Project Details
The Liquidity of the German Equity Market: Data, Methodology, Results
Applicant
Professor Dr. Erik Theissen
Subject Area
Accounting and Finance
Term
from 2014 to 2023
Project identifier
Deutsche Forschungsgemeinschaft (DFG) - Project number 260413935
Our main objective is to create an extensive database containing daily liquidity measures (ca. 30 variables) for the German equity market. The coverage will be 10 years and all stocks contained in the CDAX. This database will provide important input for future research in microstructure and related areas. The raw data (approximately three terabyte of intraday data) will be provided by Deutsche Börse AG. We will carefully screen the data and then aggregate it to the daily level.
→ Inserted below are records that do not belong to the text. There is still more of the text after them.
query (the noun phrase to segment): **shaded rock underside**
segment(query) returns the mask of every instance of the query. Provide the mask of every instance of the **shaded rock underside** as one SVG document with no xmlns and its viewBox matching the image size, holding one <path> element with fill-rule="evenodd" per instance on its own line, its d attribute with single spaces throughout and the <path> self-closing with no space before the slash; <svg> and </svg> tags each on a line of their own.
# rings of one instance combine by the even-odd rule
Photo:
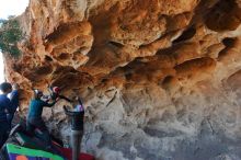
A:
<svg viewBox="0 0 241 160">
<path fill-rule="evenodd" d="M 59 85 L 87 107 L 82 149 L 100 159 L 241 159 L 241 1 L 31 0 L 27 41 L 7 59 L 22 88 Z M 45 110 L 68 139 L 61 111 Z M 61 128 L 59 132 L 57 128 Z"/>
</svg>

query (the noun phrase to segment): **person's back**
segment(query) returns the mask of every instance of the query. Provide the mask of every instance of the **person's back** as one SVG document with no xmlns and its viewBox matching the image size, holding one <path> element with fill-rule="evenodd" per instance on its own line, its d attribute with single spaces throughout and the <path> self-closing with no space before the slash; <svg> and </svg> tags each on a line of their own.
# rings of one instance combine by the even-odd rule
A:
<svg viewBox="0 0 241 160">
<path fill-rule="evenodd" d="M 11 102 L 5 94 L 0 94 L 0 122 L 7 121 L 7 112 L 9 112 L 9 107 L 11 106 Z"/>
<path fill-rule="evenodd" d="M 0 95 L 0 148 L 8 139 L 8 132 L 10 129 L 7 113 L 9 113 L 11 108 L 11 102 L 8 99 L 8 93 L 12 91 L 12 85 L 8 82 L 3 82 L 0 84 L 0 90 L 2 94 Z"/>
<path fill-rule="evenodd" d="M 16 108 L 19 107 L 19 84 L 13 84 L 13 91 L 8 94 L 8 98 L 11 102 L 11 108 L 8 114 L 8 122 L 10 124 L 10 127 L 12 126 L 12 119 L 14 117 L 14 114 L 16 112 Z"/>
<path fill-rule="evenodd" d="M 32 134 L 36 128 L 38 128 L 45 137 L 45 139 L 43 140 L 45 140 L 47 147 L 49 147 L 50 136 L 45 125 L 45 122 L 42 119 L 42 113 L 45 106 L 51 107 L 56 102 L 47 103 L 41 100 L 41 98 L 43 96 L 43 92 L 39 90 L 34 90 L 34 94 L 35 98 L 30 103 L 28 114 L 26 118 L 26 130 Z"/>
<path fill-rule="evenodd" d="M 43 108 L 46 105 L 48 105 L 48 103 L 41 99 L 33 99 L 30 104 L 27 118 L 42 118 Z"/>
<path fill-rule="evenodd" d="M 19 102 L 19 91 L 18 90 L 13 90 L 10 94 L 9 94 L 9 99 L 12 103 L 12 111 L 15 112 L 16 108 L 19 107 L 20 105 L 20 102 Z"/>
</svg>

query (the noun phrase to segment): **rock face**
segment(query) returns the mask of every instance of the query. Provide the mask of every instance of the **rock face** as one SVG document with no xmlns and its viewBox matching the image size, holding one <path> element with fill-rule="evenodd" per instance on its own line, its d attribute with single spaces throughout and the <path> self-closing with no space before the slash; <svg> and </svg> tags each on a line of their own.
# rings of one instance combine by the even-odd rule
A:
<svg viewBox="0 0 241 160">
<path fill-rule="evenodd" d="M 240 0 L 31 0 L 10 81 L 82 96 L 103 160 L 241 159 Z M 45 110 L 68 139 L 64 101 Z M 58 128 L 58 129 L 57 129 Z M 60 132 L 59 132 L 60 128 Z"/>
</svg>

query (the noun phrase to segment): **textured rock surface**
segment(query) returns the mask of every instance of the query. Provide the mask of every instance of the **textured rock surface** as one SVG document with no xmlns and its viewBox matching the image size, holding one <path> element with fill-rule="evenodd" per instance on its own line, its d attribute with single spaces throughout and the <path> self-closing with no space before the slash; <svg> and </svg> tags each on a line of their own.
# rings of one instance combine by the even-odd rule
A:
<svg viewBox="0 0 241 160">
<path fill-rule="evenodd" d="M 21 59 L 7 57 L 8 79 L 21 84 L 24 107 L 31 88 L 47 83 L 80 94 L 83 150 L 104 160 L 241 159 L 241 1 L 31 0 L 20 20 L 28 36 Z M 64 103 L 45 115 L 68 139 Z"/>
</svg>

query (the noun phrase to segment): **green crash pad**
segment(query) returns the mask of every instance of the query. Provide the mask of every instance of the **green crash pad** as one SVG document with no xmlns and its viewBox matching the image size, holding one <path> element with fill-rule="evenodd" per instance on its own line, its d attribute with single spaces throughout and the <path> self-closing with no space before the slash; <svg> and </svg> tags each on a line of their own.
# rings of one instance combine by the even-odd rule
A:
<svg viewBox="0 0 241 160">
<path fill-rule="evenodd" d="M 62 157 L 53 155 L 47 151 L 36 150 L 36 149 L 30 149 L 12 144 L 7 144 L 7 151 L 8 153 L 13 155 L 21 155 L 26 157 L 36 157 L 36 158 L 46 158 L 51 160 L 65 160 Z"/>
</svg>

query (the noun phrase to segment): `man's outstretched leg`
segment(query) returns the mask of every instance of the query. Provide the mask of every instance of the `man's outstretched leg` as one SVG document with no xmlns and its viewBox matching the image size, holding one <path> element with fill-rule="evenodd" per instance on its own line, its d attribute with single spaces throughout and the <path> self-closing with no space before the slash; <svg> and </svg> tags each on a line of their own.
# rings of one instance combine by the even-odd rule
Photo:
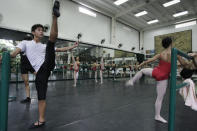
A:
<svg viewBox="0 0 197 131">
<path fill-rule="evenodd" d="M 55 41 L 58 36 L 58 26 L 57 18 L 60 16 L 59 13 L 59 1 L 55 1 L 53 6 L 53 18 L 51 32 L 49 36 L 49 42 L 46 47 L 45 61 L 41 68 L 39 69 L 36 76 L 36 87 L 38 92 L 38 110 L 39 110 L 39 120 L 30 126 L 30 129 L 38 128 L 45 125 L 45 112 L 46 112 L 46 92 L 47 83 L 50 76 L 51 70 L 55 66 Z M 40 71 L 41 70 L 41 71 Z M 44 80 L 40 80 L 44 79 Z M 42 84 L 42 85 L 41 85 Z M 42 88 L 42 89 L 40 89 Z"/>
</svg>

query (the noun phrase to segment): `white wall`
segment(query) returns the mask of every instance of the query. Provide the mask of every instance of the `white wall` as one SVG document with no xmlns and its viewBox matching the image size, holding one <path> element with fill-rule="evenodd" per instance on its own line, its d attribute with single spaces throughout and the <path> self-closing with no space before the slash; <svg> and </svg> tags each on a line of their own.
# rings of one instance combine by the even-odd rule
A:
<svg viewBox="0 0 197 131">
<path fill-rule="evenodd" d="M 92 17 L 78 11 L 80 5 L 70 1 L 62 1 L 62 16 L 59 21 L 60 37 L 66 39 L 76 39 L 78 33 L 82 33 L 82 41 L 92 44 L 100 44 L 105 38 L 105 43 L 110 42 L 110 24 L 111 19 L 96 13 Z"/>
<path fill-rule="evenodd" d="M 174 32 L 180 32 L 184 30 L 192 30 L 192 50 L 197 51 L 197 25 L 184 27 L 184 28 L 178 28 L 175 29 L 175 26 L 168 26 L 164 28 L 154 29 L 154 30 L 148 30 L 144 32 L 144 48 L 145 50 L 151 50 L 154 49 L 154 36 L 163 35 L 163 34 L 169 34 Z"/>
<path fill-rule="evenodd" d="M 117 45 L 122 43 L 122 48 L 128 51 L 131 51 L 132 47 L 135 47 L 135 50 L 139 50 L 139 32 L 135 29 L 117 22 L 115 34 L 115 41 Z"/>
<path fill-rule="evenodd" d="M 3 20 L 0 27 L 30 32 L 31 26 L 36 23 L 51 25 L 51 12 L 53 0 L 0 0 L 0 14 Z M 110 43 L 111 18 L 97 13 L 91 17 L 78 11 L 80 5 L 60 0 L 61 17 L 58 20 L 59 38 L 76 40 L 77 34 L 82 33 L 82 42 L 100 44 L 105 38 L 103 47 L 118 49 L 119 43 L 123 44 L 122 50 L 131 51 L 134 46 L 138 50 L 139 32 L 133 28 L 116 23 L 115 43 Z M 128 29 L 125 29 L 129 28 Z M 49 35 L 49 32 L 46 33 Z"/>
</svg>

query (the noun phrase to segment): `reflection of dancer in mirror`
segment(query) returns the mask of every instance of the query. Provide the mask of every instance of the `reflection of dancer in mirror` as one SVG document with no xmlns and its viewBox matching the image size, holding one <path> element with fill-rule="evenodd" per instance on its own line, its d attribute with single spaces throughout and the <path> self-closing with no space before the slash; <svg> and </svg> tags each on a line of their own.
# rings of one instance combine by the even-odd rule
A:
<svg viewBox="0 0 197 131">
<path fill-rule="evenodd" d="M 79 57 L 76 57 L 76 60 L 72 54 L 72 60 L 73 60 L 73 64 L 74 64 L 74 87 L 77 86 L 77 79 L 79 77 L 79 66 L 80 66 L 80 62 L 79 62 Z"/>
<path fill-rule="evenodd" d="M 100 63 L 100 79 L 101 79 L 101 84 L 103 84 L 103 71 L 104 71 L 104 61 L 103 61 L 103 57 L 101 57 L 101 63 Z"/>
<path fill-rule="evenodd" d="M 130 79 L 126 85 L 133 86 L 136 81 L 138 81 L 142 75 L 150 76 L 156 79 L 157 81 L 157 99 L 155 102 L 155 120 L 167 123 L 167 121 L 161 117 L 160 111 L 162 106 L 162 101 L 164 95 L 166 93 L 166 88 L 168 86 L 168 77 L 171 71 L 171 48 L 172 48 L 172 40 L 170 37 L 166 37 L 162 40 L 162 46 L 164 50 L 160 53 L 155 55 L 153 58 L 148 59 L 147 61 L 141 63 L 137 66 L 137 69 L 142 67 L 145 64 L 153 62 L 155 60 L 159 60 L 159 65 L 152 68 L 144 68 L 141 69 L 137 74 Z"/>
</svg>

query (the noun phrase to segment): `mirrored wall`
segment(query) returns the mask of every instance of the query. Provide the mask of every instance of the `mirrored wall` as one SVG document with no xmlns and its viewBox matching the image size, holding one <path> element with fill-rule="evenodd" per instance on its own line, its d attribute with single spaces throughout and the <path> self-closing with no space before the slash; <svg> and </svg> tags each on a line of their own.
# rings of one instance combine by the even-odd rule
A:
<svg viewBox="0 0 197 131">
<path fill-rule="evenodd" d="M 0 29 L 6 33 L 0 35 L 0 53 L 4 50 L 10 52 L 15 49 L 15 46 L 24 38 L 27 33 L 16 32 L 6 29 Z M 46 43 L 47 37 L 43 39 Z M 72 46 L 75 42 L 58 39 L 56 47 Z M 104 44 L 104 43 L 103 43 Z M 80 43 L 79 46 L 72 51 L 57 52 L 56 66 L 51 72 L 50 80 L 72 80 L 73 79 L 73 60 L 79 57 L 79 78 L 78 79 L 94 79 L 97 72 L 97 78 L 100 78 L 101 59 L 103 59 L 104 78 L 124 78 L 129 77 L 134 73 L 134 65 L 140 62 L 139 54 L 124 52 L 104 48 L 102 45 L 94 46 L 86 43 Z M 137 59 L 138 56 L 138 59 Z M 143 56 L 142 56 L 143 57 Z M 143 58 L 142 58 L 143 59 Z M 22 81 L 20 71 L 20 55 L 11 62 L 11 81 Z M 35 76 L 29 73 L 29 80 L 35 80 Z"/>
</svg>

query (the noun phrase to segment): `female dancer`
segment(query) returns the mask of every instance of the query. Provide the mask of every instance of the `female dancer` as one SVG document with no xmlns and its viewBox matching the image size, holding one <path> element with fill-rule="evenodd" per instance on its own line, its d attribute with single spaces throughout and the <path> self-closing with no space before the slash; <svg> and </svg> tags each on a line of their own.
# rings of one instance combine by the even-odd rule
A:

The daily data wil then be fed into a database that will be freely and at no cost available to other researchers. The only requirement is that researchers have to sign a form un which they guarantee that the use the data for research purposes only (and in particular not for commercial purposes), and that they will not make the data available to third parties. Deutsche Börse has explicitly granted us the right to make the daily data available in this particular way. A second objective of our project (closely linked to the first one) is the creation of a technical document. It will describe the contents and structure of the database in a way such that other researchers can work with the data. Our third objective is to write a paper that describes and analyzes the trading activity and liquidity on the German equity market. Obviously this paper will be based on the data set we intend to create. The fourth and final objective is to write a paper that analyzes the accuracy of low-frequency liquidity measures. Such measures have been proposed in the literature (starting with Roll 1984) in order to provide measures of liquidity that can be calculated when intraday data is unavailable (or too expensive or too cumbersome to use). Previous evaluations of such measures use different methodology and yield ambiguous results. Further, almost all previous papers conclude that the low-frequency measure which has been proposed in the respective paper fares better than all other measures. We plan to perform an analysis that is based on a broader sample (Germany and the US; this is warranted because the market structure in the two countries is distinctly different). We further plan to use a broader set of methods to assure the robustness of our results.